The Whirlpool Galaxy is not only much, much bigger than Pluto, but as well much, much farther away. Let's see how the size and distance factors play out in terms of angular resolution.

The Whirlpool is about 60,000 light-years across, making information technology medium-sized compared to the 100,000 lite-year diameter of our Milky way. At that size, the galaxy is around 250 trillion times larger than Pluto. The galaxy'due south distance is nearly 23 million lite-years, or near 50 billion times more than distant than Pluto. The size difference (250 trillion) is larger than the altitude difference (50 billion) by a cistron of 5,000. Therefore, Hubble should get effectually v,000 ten 2 = 10,000 pixels across an image of the Whirlpool. The total resolution of the above image is 11,477 pixels by 7,965 pixels.

Hubble's athwart resolution at the distance of the Whirlpool Galaxy corresponds to a large concrete altitude: over 5 light-years. However, the galaxy is roughly 10,000 times larger than that, and is extremely well-resolved.

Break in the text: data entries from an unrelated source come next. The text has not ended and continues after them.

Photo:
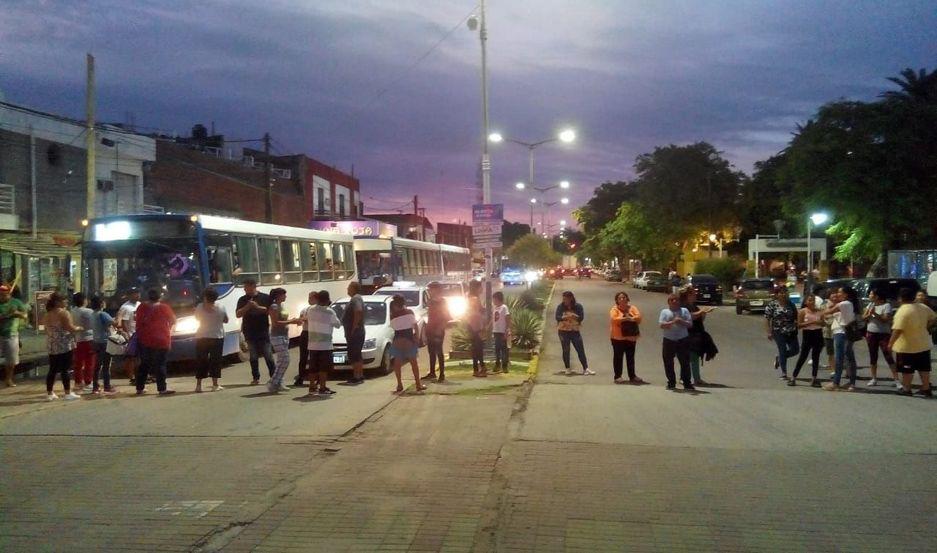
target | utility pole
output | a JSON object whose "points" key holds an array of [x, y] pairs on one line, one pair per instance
{"points": [[268, 186], [90, 180]]}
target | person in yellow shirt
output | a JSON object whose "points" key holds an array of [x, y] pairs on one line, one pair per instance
{"points": [[624, 319], [911, 342]]}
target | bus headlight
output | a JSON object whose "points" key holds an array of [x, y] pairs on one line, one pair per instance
{"points": [[186, 325], [457, 306]]}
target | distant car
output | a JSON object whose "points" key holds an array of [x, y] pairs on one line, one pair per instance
{"points": [[640, 281], [753, 294], [377, 334], [708, 287], [657, 283], [512, 277]]}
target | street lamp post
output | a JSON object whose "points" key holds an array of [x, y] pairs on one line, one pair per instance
{"points": [[817, 219]]}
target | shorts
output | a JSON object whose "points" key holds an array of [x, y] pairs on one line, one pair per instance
{"points": [[10, 350], [355, 345], [908, 363], [320, 360]]}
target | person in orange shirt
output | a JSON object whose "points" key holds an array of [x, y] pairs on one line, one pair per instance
{"points": [[624, 321]]}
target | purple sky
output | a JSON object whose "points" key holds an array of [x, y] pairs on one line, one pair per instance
{"points": [[342, 82]]}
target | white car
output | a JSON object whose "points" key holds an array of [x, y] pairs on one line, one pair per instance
{"points": [[640, 281], [377, 334]]}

Size, Distance, and Resolution

Concrete size of the object is important, but only part of the story. Distance to the object is as well a gene, but not enough for the full calculation. The combination of concrete size and distance, as expressed by angular size and athwart resolution, is the of import criterion for determining how well Hubble, other telescopes, or even the homo eye will be able to run across an object. Using these measures, one tin tell that Hubble has no hope of seeing the lunar landers, volition but barely discern Pluto, and can view the Whirlpool Galaxy in gorgeous detail. I promise we can at present consider these questions resolved.

  • Frank Summers is an astrophysicist at Hubble'southward Space Telescope Science Constitute, where he specializes in bringing astronomy discoveries to the public. He helps produce news, education, and outreach materials, gives educational and public presentations, and creates science visualizations and animations.